One is lack of technical knowledge, and skills and resources of various kinds, in partner organizations—particularly with smaller partners. That's a very significant barrier, and that's where I think these collaborative, shared infrastructures are particularly useful. However, there are some very significant barriers on the other side, too. The reason that some organizations are offering, or imposing, proprietary solutions on their partners is that those organizations themselves do not have very integrated, Web-enabled infrastructures that would allow them to use a more open type of interface with the partners. Even when systems are relatively integrated, another problem can be organizational complexity. If your organization has many different units interacting with people on the partner's side, chances are that it will be very difficult to integrate smoothly.

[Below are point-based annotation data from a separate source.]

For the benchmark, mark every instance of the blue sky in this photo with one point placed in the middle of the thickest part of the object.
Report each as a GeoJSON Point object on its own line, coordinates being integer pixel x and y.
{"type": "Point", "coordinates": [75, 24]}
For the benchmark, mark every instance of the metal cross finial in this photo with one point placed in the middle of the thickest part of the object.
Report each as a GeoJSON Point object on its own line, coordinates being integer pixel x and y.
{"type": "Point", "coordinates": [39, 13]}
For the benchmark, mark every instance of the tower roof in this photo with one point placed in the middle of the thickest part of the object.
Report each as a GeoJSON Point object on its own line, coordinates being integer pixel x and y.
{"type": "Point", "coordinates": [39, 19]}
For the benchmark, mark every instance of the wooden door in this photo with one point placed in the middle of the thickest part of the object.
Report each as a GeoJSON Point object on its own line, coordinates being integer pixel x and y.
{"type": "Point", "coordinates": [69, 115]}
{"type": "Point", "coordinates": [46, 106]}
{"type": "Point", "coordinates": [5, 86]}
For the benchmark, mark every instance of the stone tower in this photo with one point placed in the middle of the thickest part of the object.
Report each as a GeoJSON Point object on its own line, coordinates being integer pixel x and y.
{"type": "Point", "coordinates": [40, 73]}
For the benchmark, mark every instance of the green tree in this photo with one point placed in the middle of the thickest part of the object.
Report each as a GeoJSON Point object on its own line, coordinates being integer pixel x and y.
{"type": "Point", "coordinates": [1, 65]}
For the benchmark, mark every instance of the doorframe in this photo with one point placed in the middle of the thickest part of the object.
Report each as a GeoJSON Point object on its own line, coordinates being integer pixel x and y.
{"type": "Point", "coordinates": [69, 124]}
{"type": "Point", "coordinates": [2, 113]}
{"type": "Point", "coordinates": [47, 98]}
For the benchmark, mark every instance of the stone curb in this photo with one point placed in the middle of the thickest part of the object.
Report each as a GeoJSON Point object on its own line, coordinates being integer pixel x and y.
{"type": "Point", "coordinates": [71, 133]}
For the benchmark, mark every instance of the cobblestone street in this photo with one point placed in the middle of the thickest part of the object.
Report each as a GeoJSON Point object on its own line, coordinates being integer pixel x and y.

Some of the biggest problems, though, are mental. The belief is still fairly commonplace that we don't really need to collaborate, or that the goal is to benefit at the expense of our partners. In many industries, there's a very long history of adversarial relationships between companies and their partners, and these get translated into how they work together around IT.

There's one more obstacle: Too often, in our own organizations, we do not take an integrated approach to the improvement efforts we make. Many companies are quite excellent in this regard, but the vast majority of approaches to integration or organizational improvement are balkanized. The organizational-development people on the one hand are proposing certain kinds of solutions, while IT people are doing their own thing. Meanwhile, the alliance professionals—the people whose job is to worry about strategic partnerships and how to manage them—are not working with the technology people either.

Are today's technologies capable of enabling companies to -integrate the way they would like to integrate?
Oh, probably not. The problem is that you can't buy it in a box. You can integrate. You can integrate internally and you can integrate externally. But generally speaking, these are very complex solutions that require many different technology components, and there's a great deal of time, money, expertise and effort required to put all of those pieces together effectively. We have those capabilities, generally speaking, in large organizations. We don't have them in smaller ones.

It's hard enough to manage a conventional IT project well. How tough is it for two organizations with -different goals and interests to work together?
Collaboration of this sort is extremely challenging to do, and organizations have to work very, very hard at it if they're going to succeed. Given that, you need to be clear that this is something you want to do.

It's very important to think of these interorganizational collaborations facilitated by IT as cross-disciplinary change efforts. This is not just an IT project. This is not just an alliance situation. This is not just an organizational development or change-management issue. It's all of those things at the same time. If I could give advice to organizations, I would suggest that they spend time thinking about how to take an integrated approach to their efforts to work with their partners.